Linnea Pugmire, 31, was arrested Tuesday evening by Orem police after confronting Mayor David Young in a heated skirmish caught on video.
The faceoff unfolded after Young spent about 20 minutes at Tuesday’s meeting discussing articles about himself and the council by reporter Genelle Pugmire in the local newspaper, the Daily Herald, dismissing them as “off the rails” and “overly ridiculous.”
Video of the confrontation, shared by a witness with NBC affiliate KSL of Salt Lake City, showed the moment the younger Pugmire said “How dare you?” to Young, who quipped, “How dare you? Get out of my face!” and Pugmire spat at him.
Pugmire is seen charging toward Young and throwing a punch toward his face and swinging toward other people around him. At one point, Pugmire pointed and said, “Don’t talk about my mother.”
“I’m sick of being pushed around by your mother,” Young said to Pugmire in the clip.
Pugmire was booked into jail on charges of disorderly conduct, assault, propelling a bodily substance and threatening elected officials, and was released Wednesday, according to Utah County booking records.
The police booking affidavit obtained by KSL said Pugmire “admitted to being upset at the mayor over personal concerns with family.”
“While speaking with the victims and witnesses of this incident, officers also learned there was a second victim who had been hit and spit on,” the report said. It did not identify that second person.
Pugmire declined to comment on the incident Thursday., NBC News has reached out to the Daily Herald for comment.
During Tuesday's council meeting, Young spoke at length about the Daily Herald reports concerning himself and the council.
"I wouldn’t make a big deal about this, but it just keeps happening and happening, and this keeps coming out of this paper, and we just have to keep going along, and it’s just not right. I want to give a few examples to help us understand that this is not an isolated occurrence," he said.
Young pointed to one headline that centered on rising fees in the annual budget. “That sounds kind of ominous doesn’t it? Of the options available ... this could have been 'Orem State Council Adopts Balanced Budget,'" he said.
He went through several articles reading out headlines and criticizing the content, often dismissing them as a stretch and as painting the council in a bad light.
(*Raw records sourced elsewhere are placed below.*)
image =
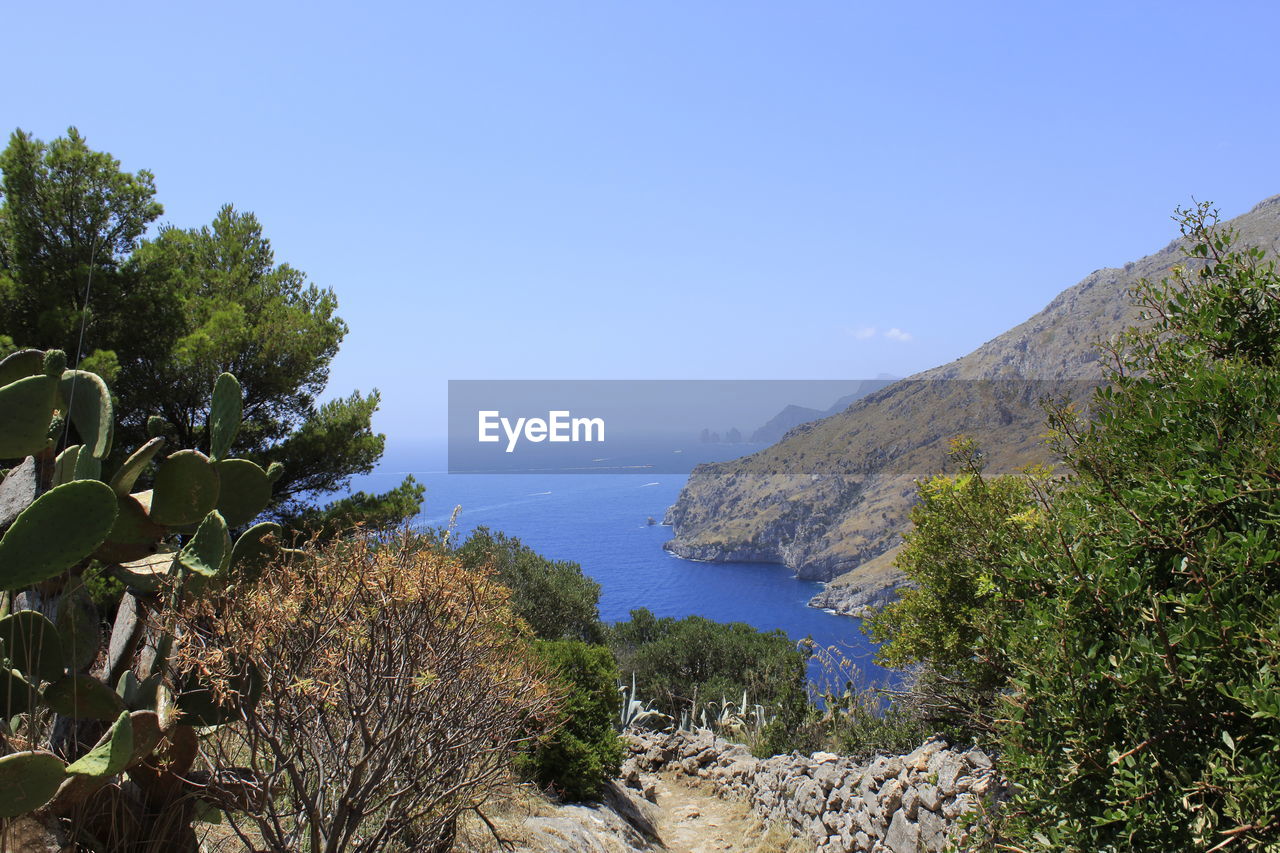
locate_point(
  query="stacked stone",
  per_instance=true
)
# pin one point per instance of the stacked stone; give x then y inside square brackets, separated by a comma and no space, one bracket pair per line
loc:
[892,803]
He also complained about a story about a $1 million fraud lawsuit in Alabama that the mayor was named in last year. He said on that report: “It’s just mind-blowing — the disconnect — what’s going on in this newspaper versus what’s going on in reality.”
In a statement Wednesday, Young said: “As a community, we are better than this and I hope this incident will further serve as a wakeup call for the need for more responsible journalism and for each of us to work together with greater civility and unity.”